Enquanto o ônibus seguia o seu percurso, comecei a divagar. As palavras de certas figuras de autoridade do país ecoaram na minha mente, como se fossem o pano de fundo daquela manifestação. Não era difícil associar os discursos inflamados e polarizadores àquele grupo, postado ali, diante de um quartel, como se estivessem à espera de algo grandioso — ou talvez apenas de uma resposta qualquer para os seus próprios anseios.

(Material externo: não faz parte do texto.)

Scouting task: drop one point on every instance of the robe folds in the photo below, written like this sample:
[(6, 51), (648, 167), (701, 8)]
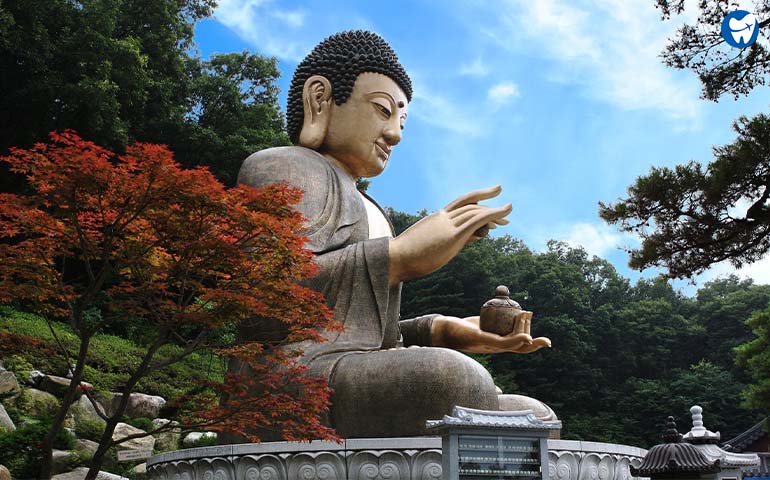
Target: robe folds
[(379, 390), (353, 269)]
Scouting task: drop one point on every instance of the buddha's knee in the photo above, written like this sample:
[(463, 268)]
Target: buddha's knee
[(394, 392)]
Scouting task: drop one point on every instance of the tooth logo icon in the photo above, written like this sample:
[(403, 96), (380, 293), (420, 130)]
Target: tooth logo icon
[(740, 28)]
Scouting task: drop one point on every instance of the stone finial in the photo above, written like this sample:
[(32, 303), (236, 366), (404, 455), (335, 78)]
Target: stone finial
[(670, 434), (699, 433)]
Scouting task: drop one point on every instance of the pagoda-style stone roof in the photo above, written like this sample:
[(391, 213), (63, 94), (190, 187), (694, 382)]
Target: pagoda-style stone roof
[(746, 439), (674, 457), (471, 417), (706, 442)]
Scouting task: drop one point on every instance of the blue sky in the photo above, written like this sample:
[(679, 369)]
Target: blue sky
[(564, 103)]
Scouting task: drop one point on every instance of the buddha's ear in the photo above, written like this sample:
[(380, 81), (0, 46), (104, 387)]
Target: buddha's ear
[(316, 99)]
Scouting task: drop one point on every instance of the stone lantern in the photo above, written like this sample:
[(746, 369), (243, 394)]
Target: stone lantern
[(732, 465), (676, 459)]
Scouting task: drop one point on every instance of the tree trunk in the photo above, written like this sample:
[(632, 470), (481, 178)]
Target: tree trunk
[(46, 448), (104, 445)]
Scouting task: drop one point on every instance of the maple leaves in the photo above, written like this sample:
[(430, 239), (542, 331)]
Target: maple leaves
[(137, 237)]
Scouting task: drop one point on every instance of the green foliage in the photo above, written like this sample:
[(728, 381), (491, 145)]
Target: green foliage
[(754, 356), (111, 358), (686, 216), (20, 450), (699, 46), (89, 429), (624, 357), (142, 423), (202, 442)]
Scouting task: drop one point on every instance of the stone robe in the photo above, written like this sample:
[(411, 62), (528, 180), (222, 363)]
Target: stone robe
[(380, 389)]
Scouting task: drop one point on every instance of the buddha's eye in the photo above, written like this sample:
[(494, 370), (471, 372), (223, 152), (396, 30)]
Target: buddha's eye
[(385, 111)]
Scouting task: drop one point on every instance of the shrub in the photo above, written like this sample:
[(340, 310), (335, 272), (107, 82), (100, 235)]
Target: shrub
[(20, 450), (89, 429), (142, 423)]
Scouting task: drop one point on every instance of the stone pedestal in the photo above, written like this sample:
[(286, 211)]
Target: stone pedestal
[(413, 458)]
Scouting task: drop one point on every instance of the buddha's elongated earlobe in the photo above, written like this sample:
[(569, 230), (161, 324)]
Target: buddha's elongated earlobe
[(316, 99)]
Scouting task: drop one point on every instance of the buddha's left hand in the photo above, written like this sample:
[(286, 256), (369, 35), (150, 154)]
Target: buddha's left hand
[(464, 334)]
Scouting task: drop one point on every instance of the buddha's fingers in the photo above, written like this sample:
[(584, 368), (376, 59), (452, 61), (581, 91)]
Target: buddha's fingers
[(474, 219), (474, 197), (459, 211), (537, 344)]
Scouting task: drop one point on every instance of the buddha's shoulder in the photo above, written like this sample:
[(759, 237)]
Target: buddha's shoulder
[(295, 165)]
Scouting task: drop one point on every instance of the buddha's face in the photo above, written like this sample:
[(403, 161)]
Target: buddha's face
[(363, 131)]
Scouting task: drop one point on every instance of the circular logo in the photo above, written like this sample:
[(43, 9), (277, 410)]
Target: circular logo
[(740, 28)]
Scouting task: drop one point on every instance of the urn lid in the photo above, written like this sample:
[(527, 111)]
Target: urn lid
[(501, 299)]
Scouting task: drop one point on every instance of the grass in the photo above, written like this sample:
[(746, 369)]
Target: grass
[(26, 339)]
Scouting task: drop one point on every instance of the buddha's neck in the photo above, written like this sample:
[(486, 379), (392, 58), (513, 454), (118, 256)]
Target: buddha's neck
[(341, 167)]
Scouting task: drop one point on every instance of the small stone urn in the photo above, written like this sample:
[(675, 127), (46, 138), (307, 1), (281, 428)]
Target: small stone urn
[(498, 315)]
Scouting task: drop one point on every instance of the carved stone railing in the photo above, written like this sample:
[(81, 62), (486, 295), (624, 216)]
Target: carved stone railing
[(576, 460), (416, 458)]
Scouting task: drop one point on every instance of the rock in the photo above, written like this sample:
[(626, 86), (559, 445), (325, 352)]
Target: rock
[(38, 403), (168, 440), (83, 409), (6, 424), (86, 447), (62, 461), (141, 405), (80, 474), (123, 430), (34, 377), (9, 386), (58, 385), (193, 437)]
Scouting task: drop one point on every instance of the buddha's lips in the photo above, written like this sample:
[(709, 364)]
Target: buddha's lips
[(385, 150)]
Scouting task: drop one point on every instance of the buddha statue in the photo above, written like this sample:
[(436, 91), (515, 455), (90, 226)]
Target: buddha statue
[(347, 110)]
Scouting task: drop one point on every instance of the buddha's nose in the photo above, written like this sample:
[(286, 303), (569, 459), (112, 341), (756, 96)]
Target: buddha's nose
[(392, 134)]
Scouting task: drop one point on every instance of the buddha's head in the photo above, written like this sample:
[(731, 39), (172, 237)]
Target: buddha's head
[(348, 100)]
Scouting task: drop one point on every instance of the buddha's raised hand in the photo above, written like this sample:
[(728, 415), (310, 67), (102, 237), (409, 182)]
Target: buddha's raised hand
[(436, 239)]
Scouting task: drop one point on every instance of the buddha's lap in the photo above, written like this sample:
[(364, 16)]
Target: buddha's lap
[(402, 388)]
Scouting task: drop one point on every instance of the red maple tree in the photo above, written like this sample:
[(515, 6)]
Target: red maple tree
[(134, 237)]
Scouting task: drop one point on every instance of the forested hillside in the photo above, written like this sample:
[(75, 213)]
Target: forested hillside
[(624, 356)]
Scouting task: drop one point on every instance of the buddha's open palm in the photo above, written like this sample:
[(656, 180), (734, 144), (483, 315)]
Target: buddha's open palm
[(466, 335), (432, 242)]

Olhei em volta, para os outros passageiros do ônibus. As expressões eram reveladoras. Alguns olhavam pela janela com um desdém óbvio, claramente incomodados com a cena. Outros, porém, tentavam disfarçar, mas nos seus olhos havia algo que os traía: admiração, quase veneração, pelos manifestantes. O que via era, na verdade, um microcosmo da nossa sociedade: a divisão, a tensão, o desconforto de partilhar o mesmo espaço com ideologias tão opostas.

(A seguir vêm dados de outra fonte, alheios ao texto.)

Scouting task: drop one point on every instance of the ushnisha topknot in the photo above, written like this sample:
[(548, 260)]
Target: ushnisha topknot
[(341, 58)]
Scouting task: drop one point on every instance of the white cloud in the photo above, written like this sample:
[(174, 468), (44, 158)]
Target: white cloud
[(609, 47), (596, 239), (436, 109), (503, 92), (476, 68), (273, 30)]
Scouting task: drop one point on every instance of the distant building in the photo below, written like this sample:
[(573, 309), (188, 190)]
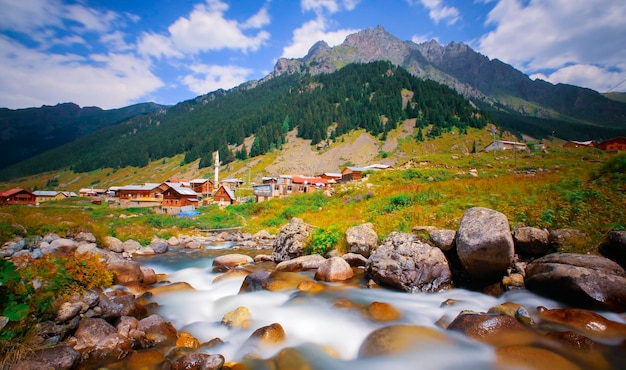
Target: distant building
[(506, 145), (224, 196), (17, 196), (579, 144), (176, 198), (352, 173), (615, 144), (91, 192), (203, 187), (48, 195)]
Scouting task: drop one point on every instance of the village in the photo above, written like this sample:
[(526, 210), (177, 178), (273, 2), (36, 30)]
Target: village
[(182, 197)]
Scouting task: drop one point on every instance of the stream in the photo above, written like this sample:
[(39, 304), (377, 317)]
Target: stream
[(327, 335)]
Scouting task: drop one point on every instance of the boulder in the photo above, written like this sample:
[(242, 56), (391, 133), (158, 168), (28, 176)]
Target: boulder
[(490, 328), (484, 243), (159, 246), (309, 262), (585, 281), (406, 263), (354, 259), (531, 241), (334, 269), (157, 330), (270, 334), (228, 261), (443, 239), (362, 239), (291, 240), (397, 339), (614, 247), (58, 358), (125, 271)]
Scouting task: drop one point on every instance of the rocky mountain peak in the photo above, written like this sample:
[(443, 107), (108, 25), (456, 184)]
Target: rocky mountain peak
[(317, 48)]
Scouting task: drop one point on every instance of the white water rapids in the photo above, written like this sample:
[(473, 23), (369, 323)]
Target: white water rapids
[(313, 324)]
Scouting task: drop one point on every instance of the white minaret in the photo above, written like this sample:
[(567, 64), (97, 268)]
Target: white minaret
[(217, 167)]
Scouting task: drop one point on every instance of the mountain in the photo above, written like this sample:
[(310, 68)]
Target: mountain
[(30, 131), (491, 84), (375, 97)]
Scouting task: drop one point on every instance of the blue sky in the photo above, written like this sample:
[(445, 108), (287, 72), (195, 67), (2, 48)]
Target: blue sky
[(115, 53)]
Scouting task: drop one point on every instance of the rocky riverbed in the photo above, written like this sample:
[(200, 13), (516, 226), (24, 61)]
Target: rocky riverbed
[(122, 327)]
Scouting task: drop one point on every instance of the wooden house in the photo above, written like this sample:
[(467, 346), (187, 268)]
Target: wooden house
[(177, 198), (203, 187), (91, 192), (146, 195), (307, 184), (17, 196), (48, 195), (615, 144), (332, 177), (352, 173), (578, 144), (233, 184), (224, 196)]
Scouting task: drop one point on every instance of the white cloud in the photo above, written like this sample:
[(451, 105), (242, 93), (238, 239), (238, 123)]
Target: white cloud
[(206, 29), (207, 78), (33, 78), (419, 39), (330, 6), (438, 11), (591, 76), (310, 33), (559, 35)]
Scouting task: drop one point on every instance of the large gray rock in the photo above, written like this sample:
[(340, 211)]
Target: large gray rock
[(581, 280), (406, 263), (58, 358), (531, 241), (443, 239), (362, 239), (291, 240), (334, 269), (614, 247), (484, 243)]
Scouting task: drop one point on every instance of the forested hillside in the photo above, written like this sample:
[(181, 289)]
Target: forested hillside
[(368, 96)]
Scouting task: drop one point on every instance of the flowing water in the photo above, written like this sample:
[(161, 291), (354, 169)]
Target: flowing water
[(329, 337)]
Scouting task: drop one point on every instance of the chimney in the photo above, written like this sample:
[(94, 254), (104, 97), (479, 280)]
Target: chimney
[(217, 167)]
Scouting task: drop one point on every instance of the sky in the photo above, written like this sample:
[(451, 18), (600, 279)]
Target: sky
[(114, 53)]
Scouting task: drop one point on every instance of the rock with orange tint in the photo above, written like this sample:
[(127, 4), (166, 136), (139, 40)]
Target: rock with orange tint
[(272, 281), (497, 330), (334, 269), (526, 357), (585, 322), (381, 311), (236, 272), (187, 340), (310, 286), (157, 331), (228, 261), (174, 287), (396, 339), (270, 334), (237, 318), (309, 262)]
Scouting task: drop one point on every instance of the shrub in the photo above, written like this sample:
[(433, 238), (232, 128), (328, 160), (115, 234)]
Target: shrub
[(29, 292), (322, 241)]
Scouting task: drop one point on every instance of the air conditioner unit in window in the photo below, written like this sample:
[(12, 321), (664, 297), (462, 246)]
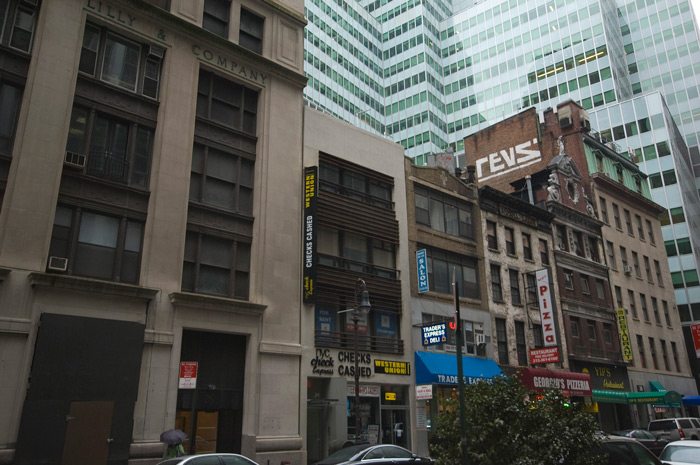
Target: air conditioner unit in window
[(76, 160), (58, 264), (154, 51)]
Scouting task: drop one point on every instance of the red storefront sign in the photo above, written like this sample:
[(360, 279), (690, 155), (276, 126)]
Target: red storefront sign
[(545, 355), (575, 384)]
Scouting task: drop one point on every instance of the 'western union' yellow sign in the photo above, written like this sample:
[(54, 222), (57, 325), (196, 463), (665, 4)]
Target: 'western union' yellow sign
[(392, 368), (624, 334)]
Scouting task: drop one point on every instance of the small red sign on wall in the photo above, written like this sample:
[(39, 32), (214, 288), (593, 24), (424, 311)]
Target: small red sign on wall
[(188, 375), (546, 355)]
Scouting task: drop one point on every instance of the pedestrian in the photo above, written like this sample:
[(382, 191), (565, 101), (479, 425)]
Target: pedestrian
[(175, 450)]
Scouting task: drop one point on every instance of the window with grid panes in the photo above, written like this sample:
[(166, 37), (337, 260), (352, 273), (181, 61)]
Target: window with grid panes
[(216, 16), (120, 61)]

Naquele momento, veio-me à mente uma frase que certa vez li, atribuída a um filósofo: "Quem não gosta de política está condenado a ser dirigido por aqueles que gostam." Olhei de novo pela janela e pensei na profundidade dessas palavras. Talvez aqueles manifestantes, com as suas bandeiras e crenças, fossem apenas o reflexo de uma política que nós, como sociedade, muitas vezes ignoramos até ser tarde demais.

Cheguei ao meu destino com uma sensação estranha. O que mais me incomodava não era o que vi, mas o que senti: a percepção de que, mesmo na minha juventude, não estava tão distante assim daqueles idosos. Todos nós, afinal, estamos apenas a tentar encontrar algum sentido numa existência que, tantas vezes, nos escapa.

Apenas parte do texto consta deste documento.